最近は彼のウソに、もはや反応が薄くなっているのを彼自身気付いている。
しかし、今日だけは信じてもらわないといけない。でないと村が大変なことになってしまう。
だから彼は走った。村に向かって。
4本の足で地面を強く蹴りながら。
「赤ずきんが来たぞーーーッッ!!!」
彼ら狼族にとって最悪の伝説上の人物。
狼族だけを執拗に狩り続ける歩く災厄。
4足歩行形態で風のように森の中をくぐり抜けていく。この森は彼らにとって庭のようなものだ。

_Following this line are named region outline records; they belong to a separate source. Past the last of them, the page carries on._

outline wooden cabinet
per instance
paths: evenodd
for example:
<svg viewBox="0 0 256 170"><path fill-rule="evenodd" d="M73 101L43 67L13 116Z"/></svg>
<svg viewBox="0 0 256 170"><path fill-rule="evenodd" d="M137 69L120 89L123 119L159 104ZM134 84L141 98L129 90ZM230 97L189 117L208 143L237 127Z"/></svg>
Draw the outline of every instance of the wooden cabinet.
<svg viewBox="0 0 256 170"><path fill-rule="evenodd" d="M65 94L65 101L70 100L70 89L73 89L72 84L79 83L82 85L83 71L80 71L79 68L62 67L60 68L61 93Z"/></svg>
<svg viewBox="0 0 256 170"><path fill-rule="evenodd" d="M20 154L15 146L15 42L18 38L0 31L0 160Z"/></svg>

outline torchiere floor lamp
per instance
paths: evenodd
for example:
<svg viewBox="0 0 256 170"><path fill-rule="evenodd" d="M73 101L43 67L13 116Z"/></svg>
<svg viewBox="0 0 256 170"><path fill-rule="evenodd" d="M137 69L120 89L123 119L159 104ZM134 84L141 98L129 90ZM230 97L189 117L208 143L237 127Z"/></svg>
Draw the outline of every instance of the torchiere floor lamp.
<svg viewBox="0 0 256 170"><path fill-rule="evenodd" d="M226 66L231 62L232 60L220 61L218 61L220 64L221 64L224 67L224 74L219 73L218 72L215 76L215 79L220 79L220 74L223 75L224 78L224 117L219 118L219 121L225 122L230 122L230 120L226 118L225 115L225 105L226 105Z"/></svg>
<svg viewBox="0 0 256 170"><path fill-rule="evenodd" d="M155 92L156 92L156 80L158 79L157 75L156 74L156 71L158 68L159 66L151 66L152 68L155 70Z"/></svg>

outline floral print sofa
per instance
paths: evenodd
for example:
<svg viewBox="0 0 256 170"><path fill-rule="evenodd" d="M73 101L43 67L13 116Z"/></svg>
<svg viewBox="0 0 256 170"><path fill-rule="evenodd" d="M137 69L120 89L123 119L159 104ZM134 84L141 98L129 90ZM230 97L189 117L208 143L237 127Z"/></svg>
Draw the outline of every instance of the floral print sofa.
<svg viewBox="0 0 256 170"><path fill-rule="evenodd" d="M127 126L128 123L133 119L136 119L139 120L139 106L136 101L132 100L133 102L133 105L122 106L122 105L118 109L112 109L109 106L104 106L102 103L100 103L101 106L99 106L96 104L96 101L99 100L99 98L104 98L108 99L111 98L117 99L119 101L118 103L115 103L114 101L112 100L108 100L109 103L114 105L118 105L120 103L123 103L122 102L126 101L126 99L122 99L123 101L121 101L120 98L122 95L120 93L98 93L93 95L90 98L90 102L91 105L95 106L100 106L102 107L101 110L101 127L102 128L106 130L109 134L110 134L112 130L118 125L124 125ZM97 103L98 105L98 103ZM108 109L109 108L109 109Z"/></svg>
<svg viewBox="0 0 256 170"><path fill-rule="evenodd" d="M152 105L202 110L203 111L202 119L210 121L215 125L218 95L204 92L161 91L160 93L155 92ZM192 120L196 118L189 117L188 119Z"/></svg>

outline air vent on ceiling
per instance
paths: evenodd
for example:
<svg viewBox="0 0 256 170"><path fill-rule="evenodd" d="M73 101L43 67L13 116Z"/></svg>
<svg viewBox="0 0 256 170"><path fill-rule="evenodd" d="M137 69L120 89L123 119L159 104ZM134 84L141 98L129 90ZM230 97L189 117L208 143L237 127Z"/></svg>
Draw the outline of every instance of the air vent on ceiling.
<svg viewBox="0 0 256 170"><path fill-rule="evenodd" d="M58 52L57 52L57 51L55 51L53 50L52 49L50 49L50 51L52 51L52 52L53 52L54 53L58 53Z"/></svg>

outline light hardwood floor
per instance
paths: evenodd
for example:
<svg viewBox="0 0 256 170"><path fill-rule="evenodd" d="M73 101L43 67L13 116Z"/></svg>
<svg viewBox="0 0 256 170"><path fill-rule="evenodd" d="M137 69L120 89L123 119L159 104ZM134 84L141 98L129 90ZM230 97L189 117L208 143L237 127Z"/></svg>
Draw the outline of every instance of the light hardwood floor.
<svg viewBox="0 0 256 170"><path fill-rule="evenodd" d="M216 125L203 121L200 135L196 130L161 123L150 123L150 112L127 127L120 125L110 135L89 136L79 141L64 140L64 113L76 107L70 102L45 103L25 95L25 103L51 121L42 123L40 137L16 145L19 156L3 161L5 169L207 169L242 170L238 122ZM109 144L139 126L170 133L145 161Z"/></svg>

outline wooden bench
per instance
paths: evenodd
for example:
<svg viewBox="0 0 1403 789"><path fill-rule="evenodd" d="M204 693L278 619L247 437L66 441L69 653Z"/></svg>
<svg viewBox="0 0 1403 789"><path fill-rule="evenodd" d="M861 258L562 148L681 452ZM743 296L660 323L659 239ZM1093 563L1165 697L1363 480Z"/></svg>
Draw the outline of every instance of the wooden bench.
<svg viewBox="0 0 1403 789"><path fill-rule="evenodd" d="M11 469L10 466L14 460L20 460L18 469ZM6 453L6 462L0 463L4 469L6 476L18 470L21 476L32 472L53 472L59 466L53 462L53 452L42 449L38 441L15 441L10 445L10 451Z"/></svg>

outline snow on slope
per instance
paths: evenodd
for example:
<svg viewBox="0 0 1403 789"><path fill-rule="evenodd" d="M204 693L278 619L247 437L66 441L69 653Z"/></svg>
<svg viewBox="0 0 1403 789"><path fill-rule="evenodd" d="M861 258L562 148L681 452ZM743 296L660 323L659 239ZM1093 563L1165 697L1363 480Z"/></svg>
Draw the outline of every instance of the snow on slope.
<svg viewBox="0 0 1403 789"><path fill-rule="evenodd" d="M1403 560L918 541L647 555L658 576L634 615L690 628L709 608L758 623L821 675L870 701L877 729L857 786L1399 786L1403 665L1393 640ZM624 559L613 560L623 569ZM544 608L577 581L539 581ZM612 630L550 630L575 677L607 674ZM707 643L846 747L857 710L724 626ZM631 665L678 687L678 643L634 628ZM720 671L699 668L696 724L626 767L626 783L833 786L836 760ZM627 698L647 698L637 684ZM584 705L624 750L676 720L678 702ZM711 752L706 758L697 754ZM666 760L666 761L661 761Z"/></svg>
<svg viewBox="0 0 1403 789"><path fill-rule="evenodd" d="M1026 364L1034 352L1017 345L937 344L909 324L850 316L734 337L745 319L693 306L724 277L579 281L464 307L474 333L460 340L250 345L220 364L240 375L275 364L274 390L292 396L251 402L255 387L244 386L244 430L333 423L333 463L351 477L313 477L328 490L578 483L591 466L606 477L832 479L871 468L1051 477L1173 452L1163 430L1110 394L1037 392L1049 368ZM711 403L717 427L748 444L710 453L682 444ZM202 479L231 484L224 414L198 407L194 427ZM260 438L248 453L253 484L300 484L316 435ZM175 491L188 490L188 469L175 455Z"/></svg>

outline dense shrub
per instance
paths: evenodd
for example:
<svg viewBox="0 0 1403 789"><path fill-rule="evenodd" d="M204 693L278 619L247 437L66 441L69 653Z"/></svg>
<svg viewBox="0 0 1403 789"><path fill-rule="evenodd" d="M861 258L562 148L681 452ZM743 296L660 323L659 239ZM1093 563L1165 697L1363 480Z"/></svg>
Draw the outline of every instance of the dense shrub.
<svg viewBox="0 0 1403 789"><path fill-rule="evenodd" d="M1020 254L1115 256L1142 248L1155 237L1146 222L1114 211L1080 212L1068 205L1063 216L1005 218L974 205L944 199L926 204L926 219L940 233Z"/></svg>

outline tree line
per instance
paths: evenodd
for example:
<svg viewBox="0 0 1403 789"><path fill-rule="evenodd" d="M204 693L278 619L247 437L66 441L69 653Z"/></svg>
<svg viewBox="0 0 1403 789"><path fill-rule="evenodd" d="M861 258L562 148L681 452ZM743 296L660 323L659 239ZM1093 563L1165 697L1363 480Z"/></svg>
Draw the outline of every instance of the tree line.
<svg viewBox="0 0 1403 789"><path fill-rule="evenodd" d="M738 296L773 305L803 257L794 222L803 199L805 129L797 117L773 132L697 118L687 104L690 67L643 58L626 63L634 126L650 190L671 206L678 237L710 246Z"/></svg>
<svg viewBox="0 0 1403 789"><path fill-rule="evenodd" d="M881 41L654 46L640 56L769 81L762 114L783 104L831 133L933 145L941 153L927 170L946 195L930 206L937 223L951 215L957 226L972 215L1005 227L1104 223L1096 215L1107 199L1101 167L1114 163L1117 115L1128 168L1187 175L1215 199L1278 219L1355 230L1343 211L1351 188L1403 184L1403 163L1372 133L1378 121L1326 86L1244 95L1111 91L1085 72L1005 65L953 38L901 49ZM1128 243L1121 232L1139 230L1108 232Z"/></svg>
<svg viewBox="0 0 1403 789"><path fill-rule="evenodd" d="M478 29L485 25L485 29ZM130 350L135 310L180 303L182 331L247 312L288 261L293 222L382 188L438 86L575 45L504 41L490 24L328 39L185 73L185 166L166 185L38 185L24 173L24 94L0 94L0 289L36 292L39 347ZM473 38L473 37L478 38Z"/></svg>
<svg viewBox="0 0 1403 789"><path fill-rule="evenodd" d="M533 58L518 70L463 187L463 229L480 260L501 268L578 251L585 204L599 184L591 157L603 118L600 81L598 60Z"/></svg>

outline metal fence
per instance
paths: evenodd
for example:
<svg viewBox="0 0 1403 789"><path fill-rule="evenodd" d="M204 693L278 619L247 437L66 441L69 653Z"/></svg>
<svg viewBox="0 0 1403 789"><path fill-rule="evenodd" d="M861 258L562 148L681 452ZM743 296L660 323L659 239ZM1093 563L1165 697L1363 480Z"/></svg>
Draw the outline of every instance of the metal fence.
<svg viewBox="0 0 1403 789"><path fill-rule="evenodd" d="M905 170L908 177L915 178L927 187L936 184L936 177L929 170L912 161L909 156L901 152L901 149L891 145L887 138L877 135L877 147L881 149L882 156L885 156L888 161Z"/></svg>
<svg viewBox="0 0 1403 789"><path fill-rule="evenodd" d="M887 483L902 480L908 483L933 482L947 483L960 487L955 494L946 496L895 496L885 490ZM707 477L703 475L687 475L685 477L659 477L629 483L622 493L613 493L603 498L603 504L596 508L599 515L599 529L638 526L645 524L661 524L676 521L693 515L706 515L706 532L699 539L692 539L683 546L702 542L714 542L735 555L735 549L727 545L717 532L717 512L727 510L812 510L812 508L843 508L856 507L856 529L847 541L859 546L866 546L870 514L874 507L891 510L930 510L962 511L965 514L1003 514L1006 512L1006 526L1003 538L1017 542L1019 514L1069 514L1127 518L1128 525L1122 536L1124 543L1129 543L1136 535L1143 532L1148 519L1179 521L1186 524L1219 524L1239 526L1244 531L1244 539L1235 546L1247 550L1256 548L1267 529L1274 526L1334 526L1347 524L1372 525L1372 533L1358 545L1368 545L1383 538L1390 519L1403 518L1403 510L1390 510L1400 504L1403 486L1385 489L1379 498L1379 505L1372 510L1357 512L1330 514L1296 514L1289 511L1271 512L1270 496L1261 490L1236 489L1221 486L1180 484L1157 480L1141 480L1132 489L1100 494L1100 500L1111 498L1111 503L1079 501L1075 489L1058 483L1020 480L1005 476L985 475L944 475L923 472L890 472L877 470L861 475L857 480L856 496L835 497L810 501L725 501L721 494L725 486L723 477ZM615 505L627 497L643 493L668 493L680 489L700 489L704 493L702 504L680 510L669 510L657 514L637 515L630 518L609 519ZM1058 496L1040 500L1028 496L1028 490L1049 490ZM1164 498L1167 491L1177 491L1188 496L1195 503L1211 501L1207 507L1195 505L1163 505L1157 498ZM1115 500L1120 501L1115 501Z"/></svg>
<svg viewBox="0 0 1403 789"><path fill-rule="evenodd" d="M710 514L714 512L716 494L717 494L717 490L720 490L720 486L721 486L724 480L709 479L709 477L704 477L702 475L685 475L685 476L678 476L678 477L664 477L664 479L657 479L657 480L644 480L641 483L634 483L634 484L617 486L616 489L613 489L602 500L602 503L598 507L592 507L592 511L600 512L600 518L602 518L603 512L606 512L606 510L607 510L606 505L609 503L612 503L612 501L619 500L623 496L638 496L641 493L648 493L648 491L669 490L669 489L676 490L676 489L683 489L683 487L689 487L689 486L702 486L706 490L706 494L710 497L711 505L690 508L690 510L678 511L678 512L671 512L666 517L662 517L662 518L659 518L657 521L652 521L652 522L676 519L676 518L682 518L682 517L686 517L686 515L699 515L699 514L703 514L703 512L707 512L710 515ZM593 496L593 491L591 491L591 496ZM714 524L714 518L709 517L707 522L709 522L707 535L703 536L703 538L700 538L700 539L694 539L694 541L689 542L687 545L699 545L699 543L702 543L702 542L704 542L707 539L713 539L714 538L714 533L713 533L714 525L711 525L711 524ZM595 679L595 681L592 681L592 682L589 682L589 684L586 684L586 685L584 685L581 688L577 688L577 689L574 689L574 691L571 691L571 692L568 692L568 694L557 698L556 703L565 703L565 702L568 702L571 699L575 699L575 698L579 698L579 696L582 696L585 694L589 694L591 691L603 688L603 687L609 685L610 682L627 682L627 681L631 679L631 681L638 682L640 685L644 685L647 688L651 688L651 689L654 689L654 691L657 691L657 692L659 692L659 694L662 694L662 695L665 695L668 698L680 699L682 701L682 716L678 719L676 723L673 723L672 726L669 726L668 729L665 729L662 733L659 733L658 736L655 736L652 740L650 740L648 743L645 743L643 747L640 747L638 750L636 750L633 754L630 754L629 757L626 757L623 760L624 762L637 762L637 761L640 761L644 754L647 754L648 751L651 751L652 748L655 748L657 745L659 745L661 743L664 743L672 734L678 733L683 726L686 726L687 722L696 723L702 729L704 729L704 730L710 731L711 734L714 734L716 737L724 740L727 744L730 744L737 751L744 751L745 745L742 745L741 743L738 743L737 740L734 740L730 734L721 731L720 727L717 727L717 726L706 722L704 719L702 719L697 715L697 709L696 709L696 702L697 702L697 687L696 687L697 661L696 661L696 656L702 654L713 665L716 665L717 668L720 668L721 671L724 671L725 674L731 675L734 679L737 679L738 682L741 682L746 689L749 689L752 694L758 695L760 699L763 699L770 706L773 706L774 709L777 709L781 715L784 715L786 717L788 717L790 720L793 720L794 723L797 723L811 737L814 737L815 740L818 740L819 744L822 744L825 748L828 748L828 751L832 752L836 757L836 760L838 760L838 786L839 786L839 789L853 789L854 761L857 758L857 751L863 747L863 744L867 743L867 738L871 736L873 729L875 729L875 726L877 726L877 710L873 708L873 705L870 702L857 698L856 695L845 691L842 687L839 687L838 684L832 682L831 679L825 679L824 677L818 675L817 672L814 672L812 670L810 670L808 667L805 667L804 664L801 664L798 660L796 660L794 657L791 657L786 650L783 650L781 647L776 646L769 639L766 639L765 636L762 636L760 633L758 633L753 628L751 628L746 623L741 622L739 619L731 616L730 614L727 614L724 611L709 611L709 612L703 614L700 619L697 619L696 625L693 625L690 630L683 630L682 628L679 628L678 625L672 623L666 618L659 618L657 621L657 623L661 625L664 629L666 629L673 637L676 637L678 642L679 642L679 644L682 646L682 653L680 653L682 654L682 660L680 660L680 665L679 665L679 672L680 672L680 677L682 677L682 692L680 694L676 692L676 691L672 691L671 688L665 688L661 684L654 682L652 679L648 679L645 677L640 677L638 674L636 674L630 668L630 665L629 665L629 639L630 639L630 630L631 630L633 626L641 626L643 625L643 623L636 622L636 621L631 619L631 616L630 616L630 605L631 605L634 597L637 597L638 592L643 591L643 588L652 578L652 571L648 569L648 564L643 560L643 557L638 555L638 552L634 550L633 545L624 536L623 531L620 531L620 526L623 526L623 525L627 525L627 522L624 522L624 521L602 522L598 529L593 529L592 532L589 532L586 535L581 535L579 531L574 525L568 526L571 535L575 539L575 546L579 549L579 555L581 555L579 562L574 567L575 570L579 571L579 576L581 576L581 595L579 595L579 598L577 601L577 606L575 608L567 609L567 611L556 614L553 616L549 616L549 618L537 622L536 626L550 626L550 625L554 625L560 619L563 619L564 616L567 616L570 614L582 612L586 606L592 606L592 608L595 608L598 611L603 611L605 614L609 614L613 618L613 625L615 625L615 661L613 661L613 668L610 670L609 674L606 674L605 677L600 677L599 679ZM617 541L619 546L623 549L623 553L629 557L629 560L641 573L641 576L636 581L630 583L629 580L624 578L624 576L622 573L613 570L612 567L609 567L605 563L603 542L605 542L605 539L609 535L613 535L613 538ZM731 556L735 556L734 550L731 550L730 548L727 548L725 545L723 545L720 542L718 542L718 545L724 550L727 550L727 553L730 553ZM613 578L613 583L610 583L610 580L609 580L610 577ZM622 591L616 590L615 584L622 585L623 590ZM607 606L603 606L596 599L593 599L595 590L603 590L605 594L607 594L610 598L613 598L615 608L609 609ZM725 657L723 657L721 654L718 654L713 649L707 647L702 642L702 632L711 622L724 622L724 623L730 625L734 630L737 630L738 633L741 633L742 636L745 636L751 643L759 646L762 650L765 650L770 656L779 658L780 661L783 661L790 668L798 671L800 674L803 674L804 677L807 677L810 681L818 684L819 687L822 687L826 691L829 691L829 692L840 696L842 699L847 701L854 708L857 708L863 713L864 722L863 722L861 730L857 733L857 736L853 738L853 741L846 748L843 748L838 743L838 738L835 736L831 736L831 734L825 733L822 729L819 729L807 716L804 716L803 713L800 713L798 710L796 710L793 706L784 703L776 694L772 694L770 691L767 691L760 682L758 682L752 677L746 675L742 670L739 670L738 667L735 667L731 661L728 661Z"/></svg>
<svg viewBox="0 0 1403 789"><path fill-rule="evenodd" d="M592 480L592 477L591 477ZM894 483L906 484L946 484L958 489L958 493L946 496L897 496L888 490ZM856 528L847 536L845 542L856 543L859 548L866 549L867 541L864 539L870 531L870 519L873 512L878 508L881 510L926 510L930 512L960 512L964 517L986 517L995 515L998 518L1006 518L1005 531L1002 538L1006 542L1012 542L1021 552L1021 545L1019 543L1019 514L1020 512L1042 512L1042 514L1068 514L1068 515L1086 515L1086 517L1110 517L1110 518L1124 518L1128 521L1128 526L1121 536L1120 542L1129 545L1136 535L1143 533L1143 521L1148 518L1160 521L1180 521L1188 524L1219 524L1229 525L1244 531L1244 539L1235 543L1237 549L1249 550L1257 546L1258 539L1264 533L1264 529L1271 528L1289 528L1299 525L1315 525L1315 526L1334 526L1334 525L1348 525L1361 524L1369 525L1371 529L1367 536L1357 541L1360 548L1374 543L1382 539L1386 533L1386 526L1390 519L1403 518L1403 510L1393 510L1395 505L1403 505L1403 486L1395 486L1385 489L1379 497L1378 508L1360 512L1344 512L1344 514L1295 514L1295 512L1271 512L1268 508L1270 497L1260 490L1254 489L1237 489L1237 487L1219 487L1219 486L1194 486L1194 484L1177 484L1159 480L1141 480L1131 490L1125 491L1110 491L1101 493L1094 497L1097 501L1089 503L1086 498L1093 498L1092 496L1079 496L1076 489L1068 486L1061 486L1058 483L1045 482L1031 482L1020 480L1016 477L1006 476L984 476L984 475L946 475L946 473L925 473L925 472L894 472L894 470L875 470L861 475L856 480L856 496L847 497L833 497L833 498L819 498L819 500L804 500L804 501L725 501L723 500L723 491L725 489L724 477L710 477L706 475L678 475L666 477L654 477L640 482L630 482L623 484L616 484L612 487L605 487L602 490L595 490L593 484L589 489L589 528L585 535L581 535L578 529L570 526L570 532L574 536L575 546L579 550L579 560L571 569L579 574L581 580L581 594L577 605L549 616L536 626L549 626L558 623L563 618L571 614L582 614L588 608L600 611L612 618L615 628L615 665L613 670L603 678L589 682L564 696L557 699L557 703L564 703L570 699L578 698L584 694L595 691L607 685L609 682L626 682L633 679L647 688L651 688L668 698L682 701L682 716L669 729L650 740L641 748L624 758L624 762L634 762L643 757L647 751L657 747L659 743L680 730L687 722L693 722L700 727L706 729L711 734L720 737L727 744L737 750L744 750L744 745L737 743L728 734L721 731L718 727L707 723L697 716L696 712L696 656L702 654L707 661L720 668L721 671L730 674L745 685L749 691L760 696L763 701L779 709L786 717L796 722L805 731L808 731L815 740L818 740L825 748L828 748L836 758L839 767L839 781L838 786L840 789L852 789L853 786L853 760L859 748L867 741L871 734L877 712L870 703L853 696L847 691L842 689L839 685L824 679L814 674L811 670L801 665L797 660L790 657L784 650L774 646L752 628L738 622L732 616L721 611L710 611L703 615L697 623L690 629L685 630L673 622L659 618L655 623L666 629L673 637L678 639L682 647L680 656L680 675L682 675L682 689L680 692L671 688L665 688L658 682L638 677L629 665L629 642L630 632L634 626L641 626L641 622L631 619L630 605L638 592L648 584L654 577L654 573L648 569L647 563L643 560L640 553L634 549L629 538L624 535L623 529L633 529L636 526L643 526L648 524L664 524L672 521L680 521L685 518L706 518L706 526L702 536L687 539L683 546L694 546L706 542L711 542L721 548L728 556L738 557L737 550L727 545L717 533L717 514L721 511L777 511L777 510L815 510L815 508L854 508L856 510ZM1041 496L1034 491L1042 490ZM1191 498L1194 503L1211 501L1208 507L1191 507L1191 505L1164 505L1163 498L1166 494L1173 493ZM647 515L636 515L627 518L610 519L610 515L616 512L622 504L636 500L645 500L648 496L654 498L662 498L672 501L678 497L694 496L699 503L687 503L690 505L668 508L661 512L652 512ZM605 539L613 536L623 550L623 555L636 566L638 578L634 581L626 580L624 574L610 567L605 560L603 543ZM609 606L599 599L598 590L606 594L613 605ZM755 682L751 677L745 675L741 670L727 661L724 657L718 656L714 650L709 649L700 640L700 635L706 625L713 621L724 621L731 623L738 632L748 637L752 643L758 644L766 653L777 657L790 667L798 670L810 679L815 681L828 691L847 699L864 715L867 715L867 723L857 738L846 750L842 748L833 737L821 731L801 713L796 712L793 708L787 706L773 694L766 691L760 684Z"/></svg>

それなのに、あの存在に差をつけている気がしない。むしろすぐ後ろにまで迫られている気がする。
赤ずきん。いくつもの伝承がある人間。
赤ずきんは称号みたいなもので何人もの人間が受け継いでいるという説。
過去に自分の祖母を狼に食われたことから、ずっと狼を恨み、全ての狼族を殲滅するまで復讐をやめない、闇に堕ちた人間説。
遥か昔から、狼に殺された人間たちの思念が集まり、人の形を取った説。
いくつもの言い伝えがあるが、共通するのは狼族にとってそれは滅びの言葉と同義ということだ。そのずきんは狼の返り血で染まったとも言われていた。
「赤ずきんが出たぞーーーッッ!!」
狼少年は叫ぶ。その言葉が皆の耳に届くことを願いながら。